Overnight… I woke up even though I had been given a dose of Ambien. This is an anomaly and I knew something serious was up. My back hurt and I kept having cramps that got stronger and more intense with each passing minute. I pleaded for someone to check into my pain. They shrugged me off, called it Braxton Hicks, and continued to prepare my discharge papers.
I got in and out of the shower in my room unable to find comfort. I was in active labor all night long and nobody was wiser, not even me! It had been more than twenty-four hours, soldiering through, and out of nowhere I had felt a pop and a gush beneath me. My water broke.
I begged for the epidural. No regrets, but a surreal experience just in getting one. The poor nurses that had treated me for Braxton Hicks all night pulled an anesthesiologist out of the hallway to make it happen. I think they knew how exhausted I was at that point.
Dr. Seeker and I had spoken many times about my “birth plan” and what was important to me and my partner Chase in the delivery of our son. So, he watched me closely and allowed me to give it the old college try at the natural way – pushing – with C-Section as a backup plan in the event my body decided otherwise.
Over the next few hours, a crew of family and friends assembled to support us and be the first to welcome our son into the world.
To me the pushing for hours and hours part is a blur, but I do remember it being the most exhausting thing I’ve ever done. My partner remembers it being disgusting. I also remember family coming in and out to check-in and having to check my modesty almost immediately because it made things so much easier. That support from the outside is something mamas these days don’t enjoy and I’ll always remember that feeling of unconditional love and support.
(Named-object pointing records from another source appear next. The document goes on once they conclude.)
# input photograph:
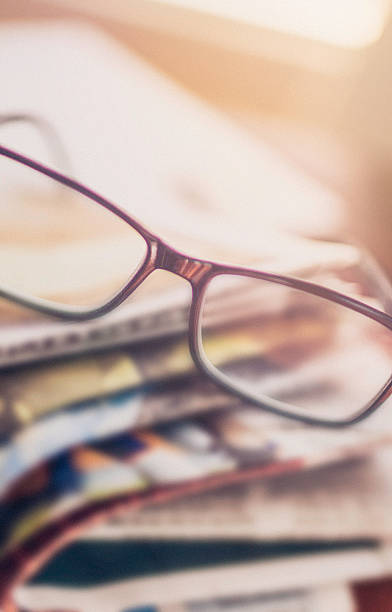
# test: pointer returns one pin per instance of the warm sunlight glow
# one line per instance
(348, 23)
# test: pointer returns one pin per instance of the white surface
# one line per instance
(147, 145)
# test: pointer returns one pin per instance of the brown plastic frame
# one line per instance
(198, 273)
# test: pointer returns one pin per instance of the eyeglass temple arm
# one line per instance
(49, 134)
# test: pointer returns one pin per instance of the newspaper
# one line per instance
(114, 599)
(343, 501)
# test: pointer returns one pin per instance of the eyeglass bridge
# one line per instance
(182, 265)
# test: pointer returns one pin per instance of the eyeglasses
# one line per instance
(287, 345)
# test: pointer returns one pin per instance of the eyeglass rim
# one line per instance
(199, 273)
(268, 404)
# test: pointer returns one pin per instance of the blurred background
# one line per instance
(311, 78)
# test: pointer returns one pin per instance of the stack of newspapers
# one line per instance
(129, 480)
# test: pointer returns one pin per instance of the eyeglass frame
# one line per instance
(199, 273)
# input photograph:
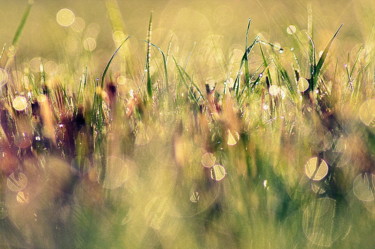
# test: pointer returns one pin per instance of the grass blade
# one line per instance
(320, 63)
(110, 61)
(25, 15)
(148, 58)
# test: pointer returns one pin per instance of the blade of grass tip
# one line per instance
(312, 61)
(323, 57)
(25, 15)
(164, 62)
(182, 74)
(148, 57)
(247, 74)
(2, 52)
(247, 51)
(110, 61)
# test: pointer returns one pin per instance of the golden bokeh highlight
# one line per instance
(19, 103)
(65, 17)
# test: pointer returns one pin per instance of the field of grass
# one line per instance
(191, 126)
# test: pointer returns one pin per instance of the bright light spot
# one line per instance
(194, 198)
(229, 82)
(118, 36)
(367, 112)
(42, 98)
(314, 171)
(116, 172)
(218, 173)
(78, 25)
(121, 80)
(291, 29)
(50, 67)
(65, 17)
(232, 137)
(22, 197)
(17, 182)
(208, 160)
(302, 84)
(92, 30)
(274, 90)
(19, 103)
(362, 188)
(317, 189)
(89, 44)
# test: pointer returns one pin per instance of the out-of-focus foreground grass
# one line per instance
(195, 133)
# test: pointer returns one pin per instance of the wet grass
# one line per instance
(151, 156)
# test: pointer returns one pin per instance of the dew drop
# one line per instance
(218, 172)
(208, 160)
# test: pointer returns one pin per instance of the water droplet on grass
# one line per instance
(208, 160)
(65, 17)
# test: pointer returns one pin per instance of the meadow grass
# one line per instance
(275, 149)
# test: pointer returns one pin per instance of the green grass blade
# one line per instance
(320, 63)
(164, 62)
(110, 61)
(248, 50)
(148, 58)
(247, 74)
(25, 15)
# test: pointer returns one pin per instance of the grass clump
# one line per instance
(157, 157)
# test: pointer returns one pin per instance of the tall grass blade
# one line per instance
(148, 57)
(19, 30)
(110, 61)
(320, 63)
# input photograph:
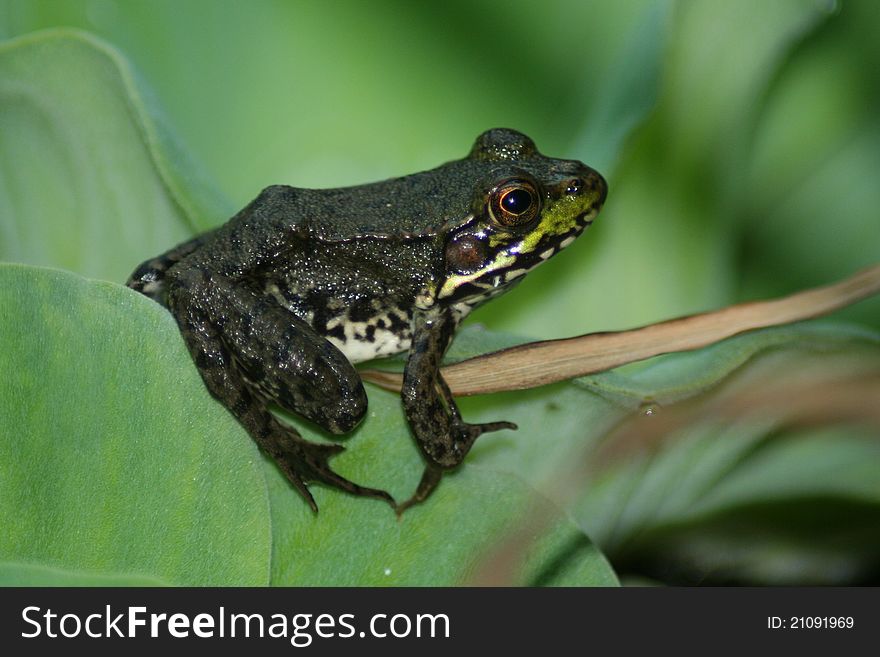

The experience of having family there was one of the most uplifting experiences I’ve ever had even to this day. There was just so much pure love and joy felt by everyone. It warms my heart, even more, to think that the kiddo still keeps this same tribe close to him. (Though, mostly via Facetime this past year.)
That evening it became it was obvious that our baby was becoming stressed and it was apparent his sheer size meant he would not fit through the natural way. So, the planned C-Section would be happening that very evening on Monday, January 25th, 2016.
The story didn’t end there b/c a week of NICU and antepartum care would be in our future.
The following day friends and family were at the hospital once more eager to meet the little guy who made such a dramatic debut. The following week would play out with a series of ups and downs physically and emotionally that would require and entirely new post to scratch the surface. Being a NICU mom, and not being out of the woods yourself for some time, takes a different kind of toll on a new mama (and family) altogether.
I also thank God for the hospital nurses and for how they helped us through it all. The nurses were angels and that NICU crew gave us new parents a crash course in caring for a newborn with a safety net of sorts.
Today, almost five years later, as I sort through closets and clear out things, I’ve sorted through plenty of baby clothes my son has outgrown and teared up a time or two as I physically let go. As I’m setting aside my favorite little things of his for my friend who just had a baby, I think to myself, the cliches about how fast they grow up aren’t really cliche at all. And the things they tell you about how entering motherhood is a paradigm-shifting experience, that is childbirth changes you – that cliche is the truth too.